A Comissão de Saúde, presidida pelo vereador Dario Silveira (União), realizou na tarde desta quarta-feira (04) audiência pública para apresentação do Relatório Detalhado do Quadrimestre Anterior (RDQA) da Secretaria Municipal da Saúde, referente ao terceiro quadrimestre de 2025. A explanação relatório dados foi feita por Clóvis Monteggia Sá, contador da Secretaria Municipal de Saúde (SMS).
De acordo com o relatório apresentado, a receita total destinada às ações e serviços de saúde no período foi de R$ 210.822.095,61. Desse montante, R$ 82.789.950,02 tiveram origem em recursos municipais, R$ 34.877.382,66 em transferências do Governo do Estado e R$ 93.154.762,93 em repasses da União.
Na comparação com o mesmo período de 2024, quando o total de receitas chegou a R$ 242.700.175,39, os dados indicam redução no volume de recursos disponíveis para a área. Entre as origens de financiamento, a maior variação ocorreu nas transferências estaduais, que passaram de R$ 52.205.008,89 no terceiro quadrimestre de 2024 para R$ 34.877.382,66 em 2025.

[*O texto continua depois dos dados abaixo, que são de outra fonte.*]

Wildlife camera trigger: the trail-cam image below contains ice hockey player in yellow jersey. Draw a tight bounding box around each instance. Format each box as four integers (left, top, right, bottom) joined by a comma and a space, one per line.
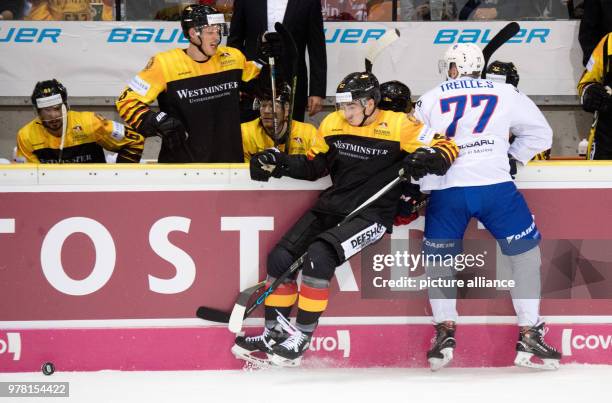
578, 33, 612, 160
240, 75, 317, 162
16, 79, 144, 164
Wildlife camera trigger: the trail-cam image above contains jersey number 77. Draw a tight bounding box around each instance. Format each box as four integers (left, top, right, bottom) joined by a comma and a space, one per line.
440, 94, 497, 138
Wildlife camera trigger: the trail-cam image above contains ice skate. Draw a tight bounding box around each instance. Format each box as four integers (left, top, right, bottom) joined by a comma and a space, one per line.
514, 322, 561, 370
427, 321, 455, 371
269, 315, 312, 367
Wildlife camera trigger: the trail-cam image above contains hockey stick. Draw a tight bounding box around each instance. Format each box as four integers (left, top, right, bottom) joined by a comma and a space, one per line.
480, 21, 521, 78
274, 22, 298, 142
58, 102, 68, 164
365, 28, 400, 73
196, 171, 405, 333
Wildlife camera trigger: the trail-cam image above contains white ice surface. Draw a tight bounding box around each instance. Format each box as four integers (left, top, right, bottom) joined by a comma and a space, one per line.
0, 365, 612, 403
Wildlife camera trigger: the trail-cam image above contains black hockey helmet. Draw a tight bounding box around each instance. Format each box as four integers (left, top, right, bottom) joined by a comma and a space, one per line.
486, 60, 519, 87
181, 4, 227, 39
30, 78, 68, 109
336, 71, 380, 105
378, 80, 412, 112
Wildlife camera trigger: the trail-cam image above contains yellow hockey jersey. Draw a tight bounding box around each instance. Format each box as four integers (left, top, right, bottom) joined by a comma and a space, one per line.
240, 118, 317, 162
16, 111, 144, 164
116, 46, 259, 162
26, 0, 114, 21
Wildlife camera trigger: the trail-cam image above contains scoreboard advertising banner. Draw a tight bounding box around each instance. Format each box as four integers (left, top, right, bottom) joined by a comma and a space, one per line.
0, 163, 612, 372
0, 21, 583, 97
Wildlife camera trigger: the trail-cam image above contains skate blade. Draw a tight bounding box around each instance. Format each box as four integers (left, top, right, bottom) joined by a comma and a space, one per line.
514, 351, 559, 371
428, 348, 453, 372
268, 354, 302, 368
231, 344, 272, 369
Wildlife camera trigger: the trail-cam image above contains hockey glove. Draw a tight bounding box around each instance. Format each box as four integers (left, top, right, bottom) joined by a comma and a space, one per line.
402, 147, 451, 180
582, 83, 612, 112
257, 32, 284, 64
141, 111, 187, 150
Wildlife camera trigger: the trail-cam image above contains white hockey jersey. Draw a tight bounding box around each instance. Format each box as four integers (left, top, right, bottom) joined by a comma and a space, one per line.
415, 77, 552, 191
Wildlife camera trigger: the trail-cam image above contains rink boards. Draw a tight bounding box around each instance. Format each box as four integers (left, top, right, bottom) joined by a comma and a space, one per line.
0, 162, 612, 372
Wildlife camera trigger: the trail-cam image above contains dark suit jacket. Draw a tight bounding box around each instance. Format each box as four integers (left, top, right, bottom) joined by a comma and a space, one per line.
227, 0, 327, 120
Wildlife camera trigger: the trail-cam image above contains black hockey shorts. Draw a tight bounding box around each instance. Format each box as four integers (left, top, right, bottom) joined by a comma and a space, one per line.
267, 211, 386, 280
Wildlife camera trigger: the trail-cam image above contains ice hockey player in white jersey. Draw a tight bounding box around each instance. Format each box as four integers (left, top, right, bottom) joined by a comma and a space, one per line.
415, 43, 561, 370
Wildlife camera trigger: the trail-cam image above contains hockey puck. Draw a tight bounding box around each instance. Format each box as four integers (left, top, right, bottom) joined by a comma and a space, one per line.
41, 362, 55, 375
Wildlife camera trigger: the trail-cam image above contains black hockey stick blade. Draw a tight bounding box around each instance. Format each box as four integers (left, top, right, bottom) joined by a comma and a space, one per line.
196, 306, 230, 323
365, 28, 400, 73
481, 21, 521, 78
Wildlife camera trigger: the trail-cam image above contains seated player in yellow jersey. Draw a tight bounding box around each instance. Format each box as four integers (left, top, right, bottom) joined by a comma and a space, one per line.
240, 79, 317, 162
15, 79, 144, 164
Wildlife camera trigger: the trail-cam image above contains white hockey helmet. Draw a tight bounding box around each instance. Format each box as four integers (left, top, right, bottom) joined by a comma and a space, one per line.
438, 43, 484, 80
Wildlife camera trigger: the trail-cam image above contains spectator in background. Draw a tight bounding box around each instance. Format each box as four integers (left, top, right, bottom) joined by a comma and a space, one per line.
457, 0, 522, 20
227, 0, 327, 121
578, 33, 612, 160
26, 0, 115, 21
116, 4, 283, 163
0, 0, 25, 21
155, 0, 234, 21
398, 0, 457, 21
122, 0, 166, 21
15, 79, 144, 164
578, 0, 612, 66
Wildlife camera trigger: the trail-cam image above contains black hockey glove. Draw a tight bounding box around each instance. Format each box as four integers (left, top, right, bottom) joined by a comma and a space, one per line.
141, 111, 187, 150
257, 32, 284, 64
582, 83, 612, 112
508, 154, 517, 179
402, 147, 451, 180
249, 148, 289, 182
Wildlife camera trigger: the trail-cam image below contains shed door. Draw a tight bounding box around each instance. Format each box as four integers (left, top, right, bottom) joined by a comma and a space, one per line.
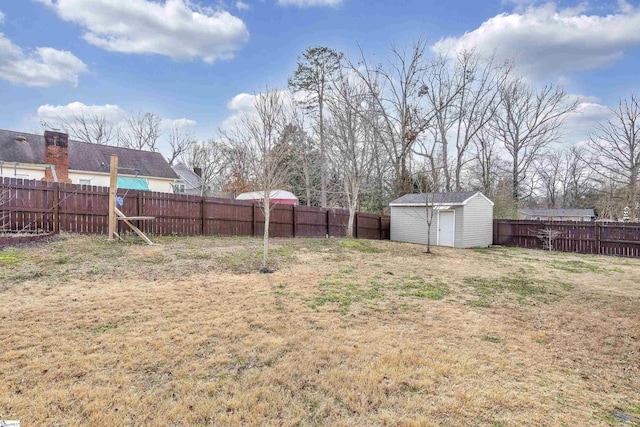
438, 211, 455, 247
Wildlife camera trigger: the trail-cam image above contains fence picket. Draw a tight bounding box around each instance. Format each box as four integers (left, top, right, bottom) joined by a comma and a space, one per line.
0, 178, 391, 240
493, 219, 640, 257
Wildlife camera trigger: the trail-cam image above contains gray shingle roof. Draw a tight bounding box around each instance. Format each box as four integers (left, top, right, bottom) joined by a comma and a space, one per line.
389, 191, 479, 206
518, 209, 596, 216
172, 163, 202, 190
0, 129, 178, 179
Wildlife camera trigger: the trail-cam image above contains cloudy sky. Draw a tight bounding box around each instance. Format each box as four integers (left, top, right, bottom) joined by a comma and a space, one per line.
0, 0, 640, 154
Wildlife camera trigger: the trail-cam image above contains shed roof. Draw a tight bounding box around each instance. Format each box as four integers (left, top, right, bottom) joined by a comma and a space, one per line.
389, 191, 493, 206
518, 209, 596, 216
0, 129, 178, 179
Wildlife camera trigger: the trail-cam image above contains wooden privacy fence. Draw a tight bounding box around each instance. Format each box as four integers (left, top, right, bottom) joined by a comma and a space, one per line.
0, 178, 390, 240
493, 219, 640, 257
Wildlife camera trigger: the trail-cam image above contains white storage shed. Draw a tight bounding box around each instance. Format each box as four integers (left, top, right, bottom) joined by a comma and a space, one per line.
389, 191, 493, 248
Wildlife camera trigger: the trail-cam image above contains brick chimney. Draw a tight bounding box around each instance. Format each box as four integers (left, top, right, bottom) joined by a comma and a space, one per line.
43, 130, 71, 184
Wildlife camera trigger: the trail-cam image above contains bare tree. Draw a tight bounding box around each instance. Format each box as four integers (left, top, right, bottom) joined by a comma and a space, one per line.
167, 124, 196, 166
471, 127, 506, 198
287, 107, 322, 206
588, 94, 640, 221
289, 46, 342, 208
492, 79, 577, 201
41, 112, 118, 145
561, 146, 594, 208
347, 39, 433, 196
223, 88, 290, 273
0, 187, 11, 233
422, 50, 511, 191
328, 70, 374, 238
118, 112, 162, 151
413, 164, 443, 254
186, 139, 230, 196
535, 150, 566, 209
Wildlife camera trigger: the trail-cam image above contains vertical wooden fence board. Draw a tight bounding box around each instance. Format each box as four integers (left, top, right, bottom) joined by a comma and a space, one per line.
493, 220, 640, 257
0, 178, 390, 239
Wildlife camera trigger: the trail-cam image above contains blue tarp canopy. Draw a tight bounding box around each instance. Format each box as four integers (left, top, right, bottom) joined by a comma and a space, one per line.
118, 176, 149, 191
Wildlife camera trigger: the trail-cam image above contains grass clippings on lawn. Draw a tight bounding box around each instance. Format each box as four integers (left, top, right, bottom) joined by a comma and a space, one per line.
0, 236, 640, 426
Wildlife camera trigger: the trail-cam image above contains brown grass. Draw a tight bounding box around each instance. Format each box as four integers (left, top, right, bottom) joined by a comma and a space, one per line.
0, 236, 640, 426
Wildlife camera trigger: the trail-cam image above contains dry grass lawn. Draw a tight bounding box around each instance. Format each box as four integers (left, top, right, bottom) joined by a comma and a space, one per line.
0, 236, 640, 426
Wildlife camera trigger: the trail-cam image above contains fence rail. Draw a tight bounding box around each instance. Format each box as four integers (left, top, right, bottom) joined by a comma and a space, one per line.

Em relação às despesas, o relatório aponta que os gastos totais com saúde no terceiro quadrimestre de 2025 somaram R$ 211.388.733,45, considerando despesas de custeio e investimentos. Do total, R$ 82.684.334,32 foram provenientes de recursos municipais, R$ 35.751.950,78 de recursos estaduais e R$ 92.952.448,35 de transferências federais. Entre os principais gastos estão as transferências para instituições privadas sem fins lucrativos que atuam na rede de saúde, que totalizaram R$ 121.195.133,60. A aplicação direta em serviços e ações de saúde chegou a R$ 70.008.195,36 no período.
O relatório também aponta que o orçamento atualizado da saúde foi de R$ 922.562.352,00, com empenhos que alcançaram R$ 716.555.317,79 até o final do exercício, representando 85,71% do orçamento previsto. Ainda conforme os dados apresentados, o percentual de aplicação em ações e serviços públicos de saúde no município foi de 20,46%, índice superior ao mínimo constitucional exigido.
Além dos dados financeiros, a audiência também contou com a apresentação de Amanda Barros, responsável pelo planejamento da Secretaria Municipal de Saúde, que expôs indicadores relacionados ao desempenho da rede municipal. Entre os dados apresentados estão a taxa de gravidez na adolescência, que registrou 6,88% em 2025, abaixo da meta de 8,35%, e a taxa de mortalidade infantil, que ficou em 7,34 óbitos por mil nascidos vivos. Já a mortalidade materna foi de 81,52 por 100 mil nascidos vivos.
Também foram apresentados indicadores de cobertura e monitoramento da rede. A vacinação da tríplice viral em crianças de um ano atingiu 90,66%, enquanto o acompanhamento das condicionalidades de saúde do Programa Bolsa Família registrou 64,25%. O relatório ainda aponta que 14 unidades básicas de saúde possuem o Programa Nacional de Controle do Tabagismo implantado, além do registro de um caso novo de AIDS em menores de cinco anos, dois casos de transmissão vertical do HIV e 38 casos novos de sífilis congênita em menores de um ano.
A realização da audiência atende às normas previstas na Lei Complementar nº 141, de 13 de janeiro de 2012, que estabelece critérios de transparência e controle dos recursos aplicados na área da saúde.